Because I haven’t had enough to do while I’ve been sick (is there a font called “sarcasm?”), I decided to foster a sweet little girl dog. It was supposed to be for only a few days until she traveled. But as things have a way of going awry, we realized after we picked her up that she wasn’t simply trying to recover from her spay surgery, something was wrong. She wasn’t thriving, and on the second day we had her, I learned she also had a brother in our rescue’s program. Long story short, after getting her good medical treatment from our clinic and reuniting the siblings, we ended up with two fosters who’ll be with us until mid-April.
This is Shannon.
And this is her brother Richie.
They are six months old and both now in great health and full of mischief. I have to keep a close watch on them, because there is no predicting what trouble they’ll get up to next. For example, I have a small wooden child’s chair with a woven seat that became a tasty, tasty toy. While I was sweeping that up, I realized Anime was on the couch chewing on something. I assumed it was a piece of the same little chair, but no. She’d taken a magazine off the bottom shelf of a table and was eating it. This is the other problem with having two bad toddlers–they lead our teenagers Anime and Delta into misadventures. I keep finding things they’ve pulled from various shelves to hide in dog beds and other places.

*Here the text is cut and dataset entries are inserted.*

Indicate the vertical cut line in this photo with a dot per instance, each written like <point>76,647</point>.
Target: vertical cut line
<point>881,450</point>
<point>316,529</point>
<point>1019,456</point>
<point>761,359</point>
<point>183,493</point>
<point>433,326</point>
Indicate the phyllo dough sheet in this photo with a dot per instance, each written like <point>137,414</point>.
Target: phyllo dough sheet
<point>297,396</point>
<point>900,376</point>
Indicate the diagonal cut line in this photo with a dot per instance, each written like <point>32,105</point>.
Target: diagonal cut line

Tom’s first question about the magazine Anime was eating was who was on the cover. Chris Martin.
I get crap at Houndstooth Hall for liking Coldplay; apparently cheeky little Anime is on their side.
Mostly I was glad it wasn’t this magazine, because I’d been planning for a while to use it for a photograph and some musing during this insane political year.
There are maybe a handful of songs in our lives that we can remember exactly where we were and who we were with the first time we heard them. “Under Pressure” is one of those songs for me. I lived in Tuscaloosa, two doors down from a friend who’s still my friend, in a big but characterless apartment with a guy who–on the rare times I think of him–I’m so grateful is not still in my life. He and I were listening to the radio one night when I heard this song for the first time. I liked Queen, and I liked David Bowie; the pairing on this song was a little bit of magic. I had almost no money then, but I went down the hill the next day to Albertson’s grocery store, where you could still buy a 45 record, and brought this one home with me. I have no turntable now, but I’m sure it’s full of lots of snap, crackle, and pop from being overplayed.
Freddie Mercury and David Bowie: two amazing artists, lost 25 years apart, and what a legacy they left with all they created, including this song. Since that long-ago day, “Under Pressure” has been covered, sampled, part of movie and television soundtracks, and used to sell products. To me, it still has the same purity as the first time I heard it. I’m still affected by the lines, Love’s such an old fashioned word, and love dares you to care for the people on the edge of the night, and love dares you to change our way of caring about ourselves, this is our last dance…this is ourselves…under pressure.
Despite the terror of knowing what this world is about, may I always give love…give love…give love…give love…”
Sometimes it’s so much easier to love dogs than people, but I try.
Nice spin on the canine chaos that is Houndstooth Hall lately.
And I don’t have the same clear memory as you, but “Under Pressure” is easily one of my favorite songs too.
I had a dream last nightabout the dog in the grass pcture, but it felt like one of our past deceased ones. It was a hunting dog and I ws trying to shake my scent away with half a loaf of bread I found in a garden, probably for the birds.b
Some songs can never be forgotten. And the same goes for the people who first sang them.